We are blessed when we remember how Abraham was willing to offer up Isaac because he was confident that God would raise his son from the dead (Hebrews 11:17-20). Our spirits are encouraged when we think about how Moses chose to be mistreated with the people of God rather than enjoying the fleeting pleasures of sin in Egypt (Hebrews 11:24-25). Our souls are renewed with zeal when we remember the steadfastness of Job in the midst of an onslaught of fiery trials (James 5:11).
Sweet Memories of William Tyndale
This is also one of the chief reasons so many Christians have benefited from reading biographies of righteous men and women throughout history. Just the other day I was reading about William Tyndale. Throughout the 1520s and 1530s, Tyndale’s main ambition was to translate both the Old and New Testament into English. Though this was illegal and punishable by death during his time, he was filled with a godly resolve to get the Bible into the language of the common man. Before he began this extraordinarily difficult task, Tyndale famously said to a very learned man, “If God spare my life, in a few years I will cause a boy that drives the plough to know more of the Scripture than you do.”
To enable the plough boy to know more Scripture than the learned man proved to be an audacious endeavor. Tyndale had to live as a fugitive on the run, he had to master the Greek and Hebrew language, and he had to find men that would print his translations even though it could cost them their lives. In all of this, Tyndale did not waver. Before long, his English Bible was circulating throughout England. As the Bible was placed into the plough boy’s hands, the plough boy began to know more Scripture than the Pope!

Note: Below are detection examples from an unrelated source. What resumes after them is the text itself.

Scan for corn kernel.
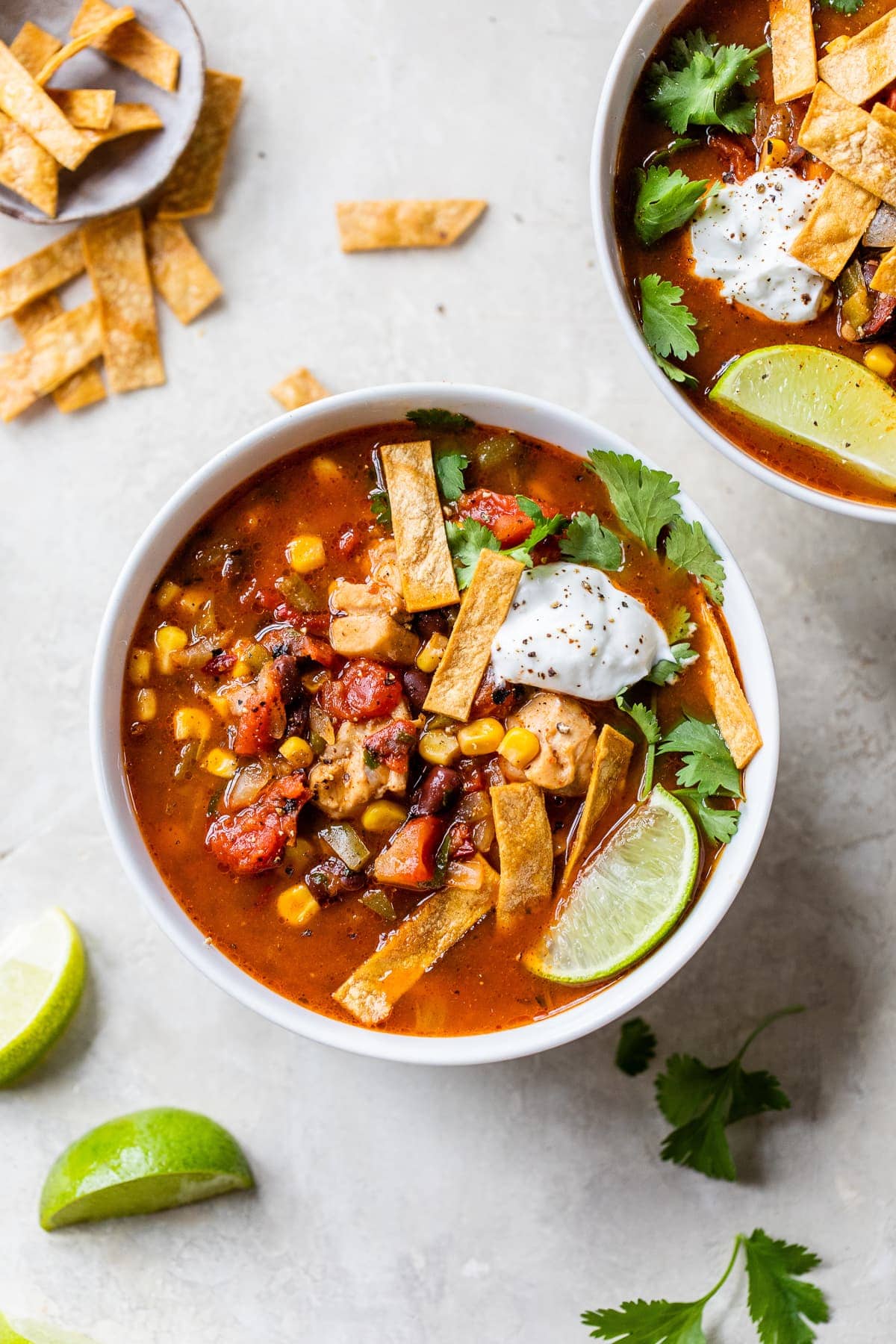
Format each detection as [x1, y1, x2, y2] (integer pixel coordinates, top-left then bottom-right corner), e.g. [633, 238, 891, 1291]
[156, 579, 180, 612]
[865, 346, 896, 378]
[277, 882, 320, 927]
[457, 719, 504, 756]
[498, 729, 541, 770]
[134, 685, 158, 723]
[175, 706, 211, 742]
[286, 532, 326, 574]
[417, 635, 447, 672]
[361, 798, 407, 835]
[203, 747, 239, 780]
[279, 738, 314, 770]
[128, 649, 152, 685]
[417, 729, 461, 765]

Although this was a remarkable feat, it proved to cost Tyndale his life. Because of his translation work, in 1536 he was tied to a stake, strangled to death by an iron chain, and then burned. William Tyndale gave up his life for the cause of Christ, the Word of God, and the building up of the church. Even though he is gone, we still hear his voice every time we read our English Bible. As you can see, “The memory of the righteous is a blessing” (Proverbs 10:7).
Not so With the Wicked
This is not so with the wicked. For those who do not belong to God, lack godly wisdom, and rebel against God’s good design, their names will rot. When they die, both their body and their names will decay. God will see to it that the wicked are either forgotten (2 Kings 9:30-37; Job 18:5-17; Psalm 9:5), or that they will be remembered with shame and detestation (Romans 9:13; 2 Timothy 3:8-9; Revelation 2:20).

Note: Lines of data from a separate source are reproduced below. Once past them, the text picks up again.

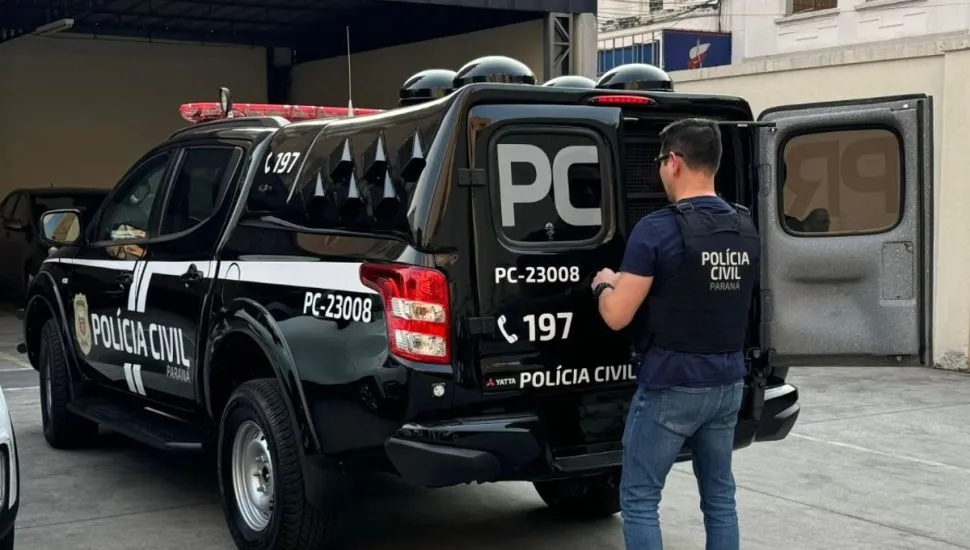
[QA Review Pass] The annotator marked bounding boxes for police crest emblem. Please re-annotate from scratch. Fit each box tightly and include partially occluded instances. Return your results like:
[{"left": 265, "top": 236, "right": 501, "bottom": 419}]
[{"left": 74, "top": 294, "right": 91, "bottom": 355}]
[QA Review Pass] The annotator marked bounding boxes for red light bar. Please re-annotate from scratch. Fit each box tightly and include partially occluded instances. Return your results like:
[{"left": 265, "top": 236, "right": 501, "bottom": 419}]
[
  {"left": 179, "top": 101, "right": 382, "bottom": 122},
  {"left": 589, "top": 95, "right": 656, "bottom": 105}
]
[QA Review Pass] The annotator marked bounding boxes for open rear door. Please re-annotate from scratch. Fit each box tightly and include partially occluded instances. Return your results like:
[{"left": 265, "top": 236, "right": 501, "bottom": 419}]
[{"left": 756, "top": 95, "right": 933, "bottom": 366}]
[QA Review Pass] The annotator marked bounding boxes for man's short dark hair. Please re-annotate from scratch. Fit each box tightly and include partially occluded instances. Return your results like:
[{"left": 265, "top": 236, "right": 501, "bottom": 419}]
[{"left": 660, "top": 118, "right": 721, "bottom": 175}]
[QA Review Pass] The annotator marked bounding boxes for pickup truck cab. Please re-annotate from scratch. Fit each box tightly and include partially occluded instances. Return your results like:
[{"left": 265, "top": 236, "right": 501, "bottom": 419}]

The Stench of Henry Phillips
Take Henry Phillips for example. This is the wicked man who was hired to befriend William Tyndale for the express purpose of betraying him. The same money loving spirit that drove Judas to betray the Son of God fueled Henry Phillips to betray Tyndale, a translator of the Word of God. After Phillips gambled away a large sum of money that his father had entrusted to him, he was willing to do anything to pay off his debt. Knowing this, a wealthy man that abhorred the reformers offered Phillips a sizable amount of money to spy on, befriend, and betray Tyndale. In love with money, Phillips agreed.

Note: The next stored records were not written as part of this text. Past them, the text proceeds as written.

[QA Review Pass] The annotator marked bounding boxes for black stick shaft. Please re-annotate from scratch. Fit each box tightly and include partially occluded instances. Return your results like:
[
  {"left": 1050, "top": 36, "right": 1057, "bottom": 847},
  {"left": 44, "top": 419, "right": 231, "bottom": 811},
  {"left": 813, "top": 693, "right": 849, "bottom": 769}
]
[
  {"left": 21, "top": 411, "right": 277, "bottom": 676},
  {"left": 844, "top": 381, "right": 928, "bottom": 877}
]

He proved to be remarkably successful in this endeavor. Before long, he lured Tyndale into a trap. Tyndale was then arrested and jailed. As we mentioned earlier, he was then tied to a stake, strangled to death, and then set ablaze. For the church, the memory of Tyndale is a blessing. The memory of Henry Phillips, however, has faded into oblivion. Even when Henry Phillips’ name is mentioned, it is remembered with sense of disgrace.